Variables are symbols used to represent numbers in mathematical equations and expressions. In algebra, variables play a crucial role in forming relationships between different elements. In the context of algebraic expressions, variables often represent quantities that can change or vary. For instance, in the equation \( y = mx + b \), \( y \) and \( x \) are variables, while \( m \) and \( b \) are constants.

• Variables can stand in for unknowns that you need to solve.
• They can also represent real-world quantities such as time, distance, or speed.

In our exercise, the variables are the time \( t \) it takes to hear lightning and the distance \( d \) from the strike. Understanding these variables allows us to explore how they relate to each other and determine whether the relationship is one of direct or inverse variation.

Direct variation describes a relationship where two variables change in the same manner; meaning, when one variable increases, the other also increases proportionally, and the same applies when they decrease. This kind of relationship can be written mathematically as \( y = kx \), where \( y \) varies directly with \( x \) and \( k \) is a constant factor known as the constant of variation.

• This constant remains the same even as the values of \( y \) and \( x \) change, preserving the relationship.
• A graph of direct variation is a straight line that passes through the origin (0,0).

In the scenario with lightning, as you increase your distance \( d \) from the lightning strike, the time \( t \) it takes to hear it also increases.
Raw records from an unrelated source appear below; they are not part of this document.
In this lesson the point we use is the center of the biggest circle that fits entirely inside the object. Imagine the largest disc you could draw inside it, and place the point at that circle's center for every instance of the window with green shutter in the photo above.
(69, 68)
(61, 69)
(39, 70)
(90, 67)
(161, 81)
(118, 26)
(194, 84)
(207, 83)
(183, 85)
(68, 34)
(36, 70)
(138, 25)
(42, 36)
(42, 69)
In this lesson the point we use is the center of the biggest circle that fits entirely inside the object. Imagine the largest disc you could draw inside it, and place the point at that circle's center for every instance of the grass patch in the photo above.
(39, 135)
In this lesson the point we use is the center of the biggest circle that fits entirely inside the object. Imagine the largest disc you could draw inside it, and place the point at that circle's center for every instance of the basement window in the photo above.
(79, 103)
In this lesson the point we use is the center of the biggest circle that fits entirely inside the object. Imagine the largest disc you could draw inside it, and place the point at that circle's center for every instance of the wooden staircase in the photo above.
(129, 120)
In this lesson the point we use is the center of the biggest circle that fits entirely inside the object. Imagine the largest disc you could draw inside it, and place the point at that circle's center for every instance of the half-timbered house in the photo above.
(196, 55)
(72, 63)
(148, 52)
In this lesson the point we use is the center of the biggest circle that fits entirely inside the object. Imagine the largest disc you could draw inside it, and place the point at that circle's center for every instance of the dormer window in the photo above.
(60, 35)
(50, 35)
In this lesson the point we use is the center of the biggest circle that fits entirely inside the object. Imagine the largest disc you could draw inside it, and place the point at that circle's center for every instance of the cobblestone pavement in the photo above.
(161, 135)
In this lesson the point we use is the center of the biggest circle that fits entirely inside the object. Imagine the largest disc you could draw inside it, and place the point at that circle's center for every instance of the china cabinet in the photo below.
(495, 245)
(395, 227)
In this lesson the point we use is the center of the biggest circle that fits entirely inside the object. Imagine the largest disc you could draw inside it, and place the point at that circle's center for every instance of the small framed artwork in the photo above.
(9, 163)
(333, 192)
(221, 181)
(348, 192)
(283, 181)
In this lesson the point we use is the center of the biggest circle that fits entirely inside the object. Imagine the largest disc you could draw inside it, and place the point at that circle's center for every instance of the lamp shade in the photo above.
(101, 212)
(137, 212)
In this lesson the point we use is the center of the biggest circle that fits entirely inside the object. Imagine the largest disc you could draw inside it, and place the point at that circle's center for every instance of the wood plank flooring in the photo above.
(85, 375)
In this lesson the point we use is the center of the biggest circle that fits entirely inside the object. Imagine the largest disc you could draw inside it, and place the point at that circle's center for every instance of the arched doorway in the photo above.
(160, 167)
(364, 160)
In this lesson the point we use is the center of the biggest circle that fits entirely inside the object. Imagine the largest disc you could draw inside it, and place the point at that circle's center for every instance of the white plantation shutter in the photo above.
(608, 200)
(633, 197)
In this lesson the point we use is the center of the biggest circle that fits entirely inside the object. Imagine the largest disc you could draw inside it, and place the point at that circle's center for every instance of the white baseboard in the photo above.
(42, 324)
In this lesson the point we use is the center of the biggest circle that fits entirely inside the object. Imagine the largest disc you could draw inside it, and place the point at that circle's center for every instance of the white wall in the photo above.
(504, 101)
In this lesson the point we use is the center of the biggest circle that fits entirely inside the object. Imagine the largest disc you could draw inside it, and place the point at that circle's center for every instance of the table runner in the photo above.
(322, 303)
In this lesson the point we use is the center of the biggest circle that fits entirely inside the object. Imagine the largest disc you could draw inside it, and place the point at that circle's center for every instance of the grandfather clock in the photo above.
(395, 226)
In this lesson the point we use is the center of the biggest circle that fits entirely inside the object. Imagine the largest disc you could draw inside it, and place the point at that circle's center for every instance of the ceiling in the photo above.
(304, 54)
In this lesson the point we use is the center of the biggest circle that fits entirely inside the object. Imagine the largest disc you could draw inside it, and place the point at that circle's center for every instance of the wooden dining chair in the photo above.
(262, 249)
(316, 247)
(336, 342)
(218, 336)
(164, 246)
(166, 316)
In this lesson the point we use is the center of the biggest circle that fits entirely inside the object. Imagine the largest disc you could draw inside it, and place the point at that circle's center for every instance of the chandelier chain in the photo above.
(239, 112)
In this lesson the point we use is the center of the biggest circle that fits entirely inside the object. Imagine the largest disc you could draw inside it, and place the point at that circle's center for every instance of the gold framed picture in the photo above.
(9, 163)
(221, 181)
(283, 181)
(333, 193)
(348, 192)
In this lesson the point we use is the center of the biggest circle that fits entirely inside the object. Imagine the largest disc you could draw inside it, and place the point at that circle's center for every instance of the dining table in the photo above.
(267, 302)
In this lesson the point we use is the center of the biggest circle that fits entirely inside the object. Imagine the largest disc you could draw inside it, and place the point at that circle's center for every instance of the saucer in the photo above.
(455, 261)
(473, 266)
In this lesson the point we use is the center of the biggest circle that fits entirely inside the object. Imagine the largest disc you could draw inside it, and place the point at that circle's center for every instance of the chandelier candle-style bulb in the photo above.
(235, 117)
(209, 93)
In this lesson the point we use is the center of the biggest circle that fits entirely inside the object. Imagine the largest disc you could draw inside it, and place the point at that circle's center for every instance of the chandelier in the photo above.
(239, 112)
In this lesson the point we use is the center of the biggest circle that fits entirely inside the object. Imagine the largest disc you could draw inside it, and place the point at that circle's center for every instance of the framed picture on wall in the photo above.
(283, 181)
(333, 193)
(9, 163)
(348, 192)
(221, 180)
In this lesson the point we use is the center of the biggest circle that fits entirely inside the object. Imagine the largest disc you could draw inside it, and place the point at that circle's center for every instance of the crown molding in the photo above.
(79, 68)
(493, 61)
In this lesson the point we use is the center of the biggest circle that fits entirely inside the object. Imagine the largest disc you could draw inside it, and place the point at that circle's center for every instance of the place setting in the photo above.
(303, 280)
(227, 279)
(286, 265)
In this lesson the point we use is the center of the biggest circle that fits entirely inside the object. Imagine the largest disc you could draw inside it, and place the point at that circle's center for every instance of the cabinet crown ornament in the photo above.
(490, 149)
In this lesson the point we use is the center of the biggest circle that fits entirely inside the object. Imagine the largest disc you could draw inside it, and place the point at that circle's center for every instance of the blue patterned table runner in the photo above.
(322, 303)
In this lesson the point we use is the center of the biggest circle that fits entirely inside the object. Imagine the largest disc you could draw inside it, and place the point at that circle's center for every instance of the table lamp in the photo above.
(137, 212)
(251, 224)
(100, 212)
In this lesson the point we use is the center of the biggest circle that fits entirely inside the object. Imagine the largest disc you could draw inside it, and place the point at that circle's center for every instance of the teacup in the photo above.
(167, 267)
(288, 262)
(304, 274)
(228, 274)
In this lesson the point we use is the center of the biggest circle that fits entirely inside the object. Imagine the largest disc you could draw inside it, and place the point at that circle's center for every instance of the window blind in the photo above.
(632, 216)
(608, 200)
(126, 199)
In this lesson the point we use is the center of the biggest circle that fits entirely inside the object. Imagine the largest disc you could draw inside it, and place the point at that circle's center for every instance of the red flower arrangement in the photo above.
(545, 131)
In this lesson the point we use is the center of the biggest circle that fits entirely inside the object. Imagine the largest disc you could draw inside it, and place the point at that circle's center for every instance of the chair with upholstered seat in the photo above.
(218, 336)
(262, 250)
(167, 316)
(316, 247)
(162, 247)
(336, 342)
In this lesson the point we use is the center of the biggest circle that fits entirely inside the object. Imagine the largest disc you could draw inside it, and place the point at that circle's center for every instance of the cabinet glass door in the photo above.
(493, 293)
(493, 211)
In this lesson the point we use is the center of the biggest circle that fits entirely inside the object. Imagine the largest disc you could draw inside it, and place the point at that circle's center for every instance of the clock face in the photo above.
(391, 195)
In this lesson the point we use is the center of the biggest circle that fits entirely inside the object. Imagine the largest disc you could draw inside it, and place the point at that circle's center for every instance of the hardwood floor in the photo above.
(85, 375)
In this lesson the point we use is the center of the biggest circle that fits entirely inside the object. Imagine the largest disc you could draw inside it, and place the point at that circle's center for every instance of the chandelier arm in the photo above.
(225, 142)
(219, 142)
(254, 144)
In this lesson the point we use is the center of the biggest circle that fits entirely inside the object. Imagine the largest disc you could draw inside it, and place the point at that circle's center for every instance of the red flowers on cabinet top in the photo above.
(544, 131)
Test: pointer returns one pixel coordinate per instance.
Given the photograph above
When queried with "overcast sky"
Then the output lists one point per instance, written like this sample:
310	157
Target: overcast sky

Because both variables move in the same direction (both increase), this situation suggests a direct variation between time and distance.

Inverse variation occurs when one variable increases while the other decreases. This relationship can be captured by the formula \( y = \frac{k}{x} \), where \( y \) varies inversely with \( x \) and \( k \) is a constant. As one variable becomes larger, the reciprocal ensures that the other diminishes.

• The constant \( k \) ensures a predictable change in one variable as the other changes.
• A graph of inverse variation appears as a hyperbola, as the curve shows one variable decreasing while the other increases.

Unlike direct variation, inverse variation would mean in our exercise with lightning, if the time to hear the strike was to decrease as the distance increased, which is not the case here. Therefore, the relationship cannot be described by inverse variation based on our observation of the variables.